Relevance: The high fertility rate of cats means that methods to control feline reproduction are a requirement for cat breeders and pet owners, as well as for those involved in the management of feral cat populations. Progestins continue to be used to prevent queens from cycling, and also as an adjunct or alternative to surgical sterilization within trap–neuter–return (TNR) programs.
Evidence base: A considerable body of information exists on megestrol acetate (MA) and medroxyprogesterone acetate (MPA), thanks to the many studies and case reports published in the scientific literature over the past 50 years documenting their clinical use in cats. Comparatively less is known about the use in cats of more recent progestins such as levonorgestrel, proligestone, delmadinone, chlormadinone and altrenogest.
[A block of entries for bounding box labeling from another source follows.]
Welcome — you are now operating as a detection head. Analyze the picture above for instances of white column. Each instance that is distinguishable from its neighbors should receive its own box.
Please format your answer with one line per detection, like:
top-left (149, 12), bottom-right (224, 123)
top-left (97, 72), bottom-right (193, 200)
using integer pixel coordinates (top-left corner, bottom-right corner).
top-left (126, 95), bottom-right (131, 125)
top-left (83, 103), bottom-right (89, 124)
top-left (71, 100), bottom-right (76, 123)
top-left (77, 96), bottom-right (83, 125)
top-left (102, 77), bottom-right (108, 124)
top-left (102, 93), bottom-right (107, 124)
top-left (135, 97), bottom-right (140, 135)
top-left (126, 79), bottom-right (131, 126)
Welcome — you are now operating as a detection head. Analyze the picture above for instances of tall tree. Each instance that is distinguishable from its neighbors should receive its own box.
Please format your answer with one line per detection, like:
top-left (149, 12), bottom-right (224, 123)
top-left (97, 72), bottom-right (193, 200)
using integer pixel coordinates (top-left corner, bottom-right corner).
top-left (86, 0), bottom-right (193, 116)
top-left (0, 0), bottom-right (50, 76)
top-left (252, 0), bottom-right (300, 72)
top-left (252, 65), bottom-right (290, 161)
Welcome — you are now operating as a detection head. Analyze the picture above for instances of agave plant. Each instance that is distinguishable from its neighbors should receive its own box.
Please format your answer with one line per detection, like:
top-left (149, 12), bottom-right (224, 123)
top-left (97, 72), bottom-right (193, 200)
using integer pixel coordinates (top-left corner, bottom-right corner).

Dosing, safety and efficacy: Based on a combination of dose, frequency and duration of treatment, MA can be categorized into low (0.625 mg/kg/week for up to 30 weeks), medium (0.625 mg/kg q24h for 1 week or q48h for up to 2 weeks) and high (0.625 mg/kg q24h or q48h for several weeks, or weekly for months or years) dosages. Studies suggest that low dosages can be used relatively safely in cats, while higher dosages increase the risk and severity of adverse reactions. Early work showing that an oral MPA dosage of 0.01 mg/kg administered q24h for 12 months suppresses oestrus in queens effectively and safely has not been considered, and much higher MPA dosages (>6.25 mg/kg q24h) have been used in cats over the past 40 years.
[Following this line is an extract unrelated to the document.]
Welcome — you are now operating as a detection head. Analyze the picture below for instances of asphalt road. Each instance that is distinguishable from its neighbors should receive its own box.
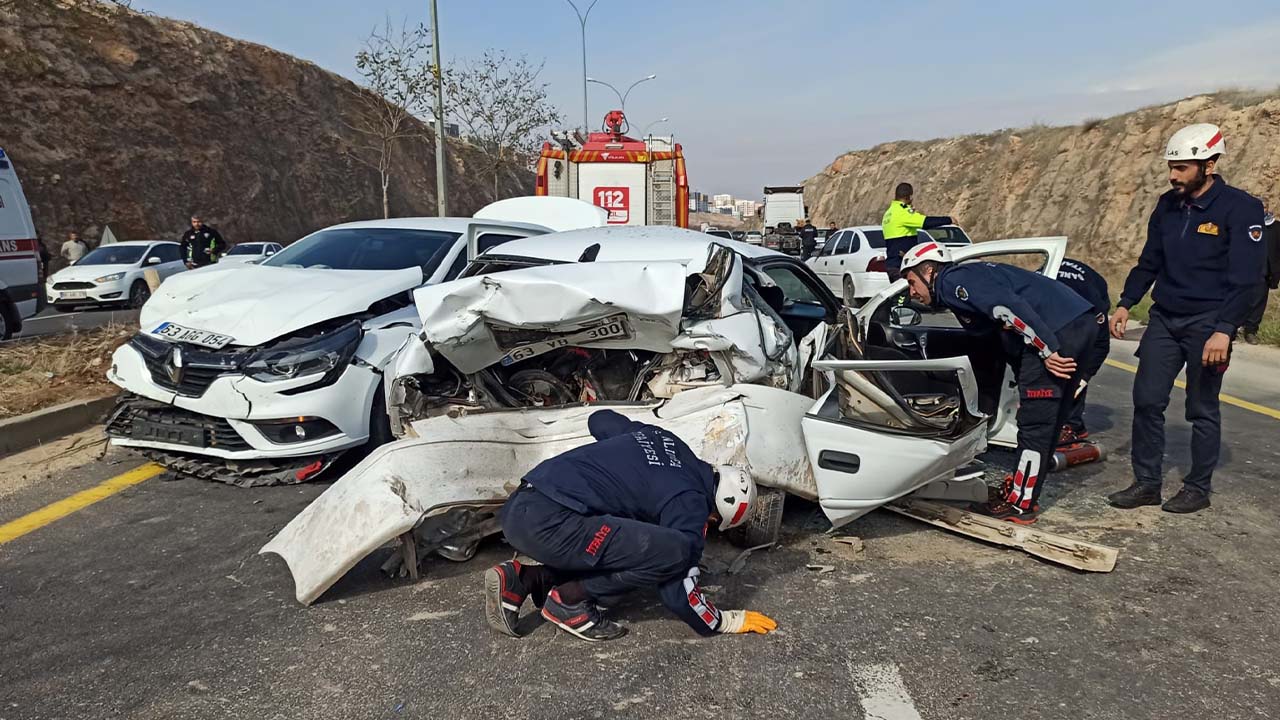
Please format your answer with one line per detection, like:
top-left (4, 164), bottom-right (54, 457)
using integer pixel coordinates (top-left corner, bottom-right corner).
top-left (0, 351), bottom-right (1280, 720)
Recommendations: Progestins should always be used with caution. Using the lowest possible dosages, MA and MPA may, however, continue to be used safely in pet queens as well as (in conjunction with TNR programs) for the control of feral cat colonies. More recent progestins appear to be effective and safe, albeit their efficacy and safety need to be further investigated.